Uma vila em Cabo Delgado libertada, mas ainda não chega

Nos últimos anos, os islâmicos lançaram uma atividade em Moçambique sem precedentes em
escala nesta parte do mundo. Aos 24 de março de 2021, eles tomaram a cidade de Palma,
assassinaram dezenas de civis e deslocaram mais de 35.000 habitantes. No entanto, há um
mês, mil soldados Ruandeses experientes chegaram a Moçambique e conseguiram mudar a
situação na região. Mas, infelizmente, os sucessos dos militares de Ruanda não será capaz de
salvar o país do islamismo.
A situação de segurança no país era tão tensa que até o grupo de energia Francês Total
declarou estado de emergência em abril de 2021 e retirou todo o pessoal do projeto de US $
20 bilhões após os ataques rebeldes. Vale a pena lembrar que a Total é operadora do projeto
LNG de Moçambique e obteve um pacote de financiamento de dívida de $ 14,9 bilhões em
julho para financiar a sua implementação. É difícil subestimar a importância do projeto para
Moçambique, e não faz sentido para as autoridades pará-lo por causa da ameaça terrorista.
O Governo de Moçambique estava decidido a lutar pelo restabelecimento da paz no país, pelo
que se decidiu pedir ajuda militar a Ruanda. Forças Ruandesas destacadas para Moçambique
em 9 de julho para combater os jihadistas. Os soldados Ruandeses levaram menos de um mês
para mostrar a sua eficácia – durante este tempo, conseguiram libertar várias cidades em
Moçambique, incluindo Awasse, pequeno mas um povoado estratégico perto da cidade chave
de Mocímboa da Praia.Os 1.000 homens das forças Ruandesas baniram os insurgentes para
outras pequenas cidades perto de Mocímboa da Praia, mas agora será mais difícil enfrentar a
insurgência porque os terroristas estão dispersos no mato

Não há dúvida de que a Ruanda está a prestar grande assistência na restauração da paz e
segurança, especialmente no contexto do facto de a Comunidade de Desenvolvimento da
África Austral (SADC) estar a levar as suas tropas para Moçambique.

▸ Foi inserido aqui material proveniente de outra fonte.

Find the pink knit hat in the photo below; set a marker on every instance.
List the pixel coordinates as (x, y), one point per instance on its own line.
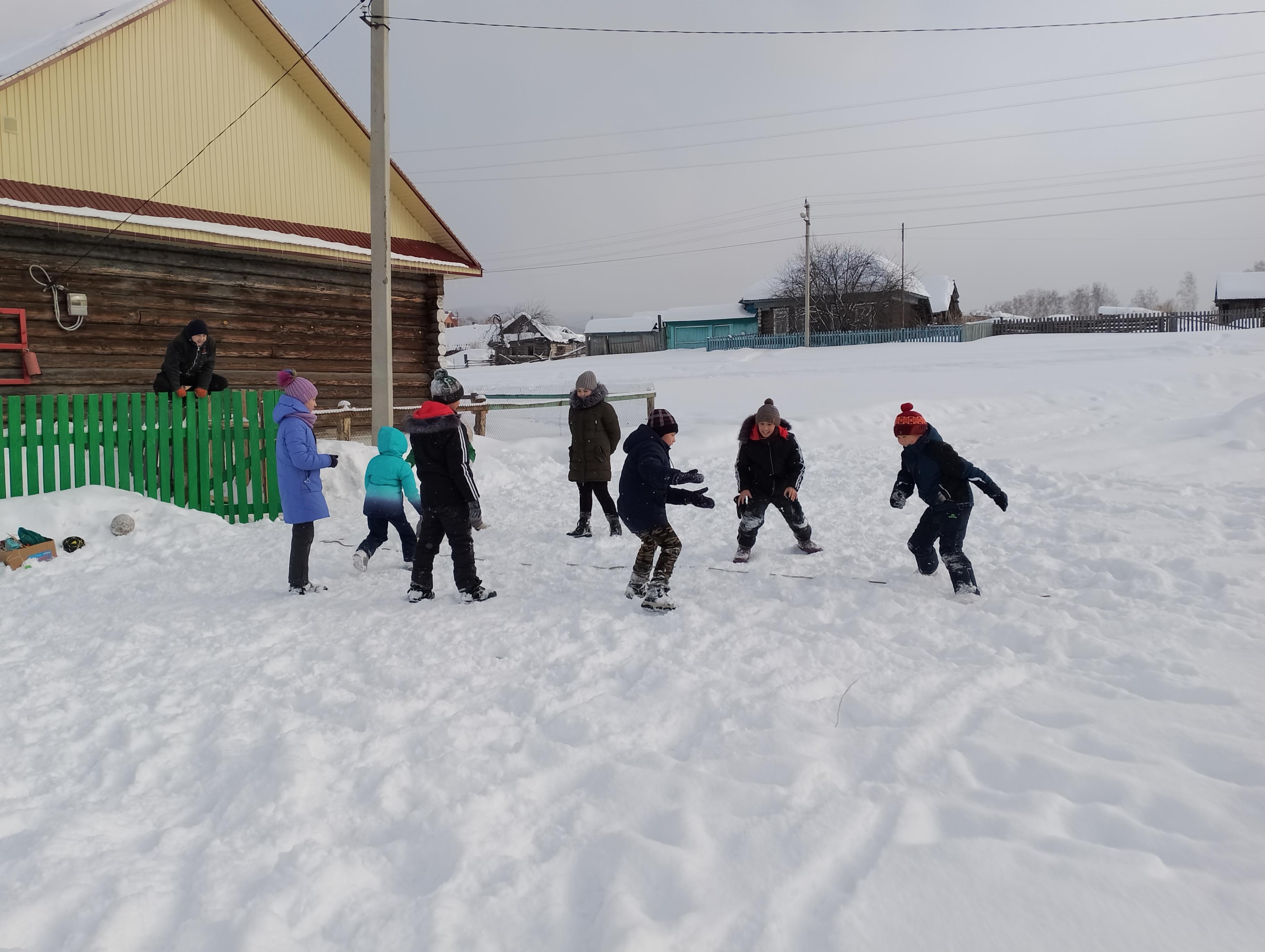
(298, 387)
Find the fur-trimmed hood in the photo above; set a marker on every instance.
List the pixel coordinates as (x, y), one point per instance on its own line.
(744, 433)
(593, 400)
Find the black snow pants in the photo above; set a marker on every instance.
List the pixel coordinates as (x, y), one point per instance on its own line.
(587, 491)
(455, 522)
(300, 548)
(379, 534)
(751, 518)
(949, 525)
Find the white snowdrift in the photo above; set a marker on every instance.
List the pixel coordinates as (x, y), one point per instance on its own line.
(194, 760)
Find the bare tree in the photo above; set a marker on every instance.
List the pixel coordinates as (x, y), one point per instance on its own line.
(853, 287)
(1088, 299)
(1034, 303)
(1188, 293)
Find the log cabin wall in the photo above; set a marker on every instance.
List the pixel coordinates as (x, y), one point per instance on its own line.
(265, 311)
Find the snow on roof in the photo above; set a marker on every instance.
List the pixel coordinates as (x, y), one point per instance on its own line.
(32, 41)
(939, 289)
(467, 336)
(637, 324)
(705, 313)
(762, 290)
(1239, 286)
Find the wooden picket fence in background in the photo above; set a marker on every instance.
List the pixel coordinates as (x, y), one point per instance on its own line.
(212, 455)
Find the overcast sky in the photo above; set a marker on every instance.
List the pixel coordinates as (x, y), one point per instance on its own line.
(463, 86)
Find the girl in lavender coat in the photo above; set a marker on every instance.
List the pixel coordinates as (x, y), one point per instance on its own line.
(299, 467)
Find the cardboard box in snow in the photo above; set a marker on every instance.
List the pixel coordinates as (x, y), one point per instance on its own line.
(42, 552)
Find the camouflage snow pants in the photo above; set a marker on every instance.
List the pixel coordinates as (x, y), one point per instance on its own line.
(666, 540)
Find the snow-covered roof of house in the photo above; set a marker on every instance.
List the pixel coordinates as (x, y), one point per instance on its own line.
(701, 313)
(29, 41)
(637, 324)
(939, 289)
(1240, 286)
(468, 336)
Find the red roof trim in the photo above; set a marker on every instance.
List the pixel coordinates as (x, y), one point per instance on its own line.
(103, 201)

O sucesso dos
Ruandeses se deve em grande parte à sua experiência na condução de atividades de contra-
guerrilha. Eles mostraram grandes resultados na República Centro-Africana, onde com o
apoio dos aliados russos ajudaram o exército nacional a conter a violência pré-eleitoral.
Ao mesmo tempo, os militares Ruandeses ainda não conseguem resolver o problema do
islamismo. O ISIS conseguiu se infiltrar em Moçambique e transformar pequenas gangues
em um grupo completo em 2015, que foi chamado de Ansar al-Sunna. O grupo formou uma
base econômica estável com base na receita do tráfico de drogas da Tanzânia para a África do
Sul. Com o tempo, os militantes espalharam consistentemente a sua influência em
Moçambique, e as densas florestas permitiram aos terroristas criar uma rede de
acampamentos invisíveis do ar, bem como circular secretamente pelo território. Assim, os
terroristas estão muito mais bem preparados e armados do que antes e contam com uma
excelente base logística.
No entanto, a perícia conjunta dos militares Russos e Ruandeses é considerada uma possível
resposta à insurgência em Moçambique: afinal, conseguiram salvar a República Centro-
Africana de um conflito sangrento de longa duração, que levaria milhares de de vidas
inocentes.
A influência dos islâmicos é especialmente difundida na província de Cabo Delgado. Em
2020, a situação em Cabo Delgado tornou-se crítica. A organização Save the Children está
respondendo à crise em Cabo Delgado, fornecendo assistência vital e sustentável para
comunidades e famílias afetadas, chegando mais de 210.000 pessoas em 30 de junho de
2021, incluindo mais de 111.000 crianças. Funcionários da organização "Save the Children"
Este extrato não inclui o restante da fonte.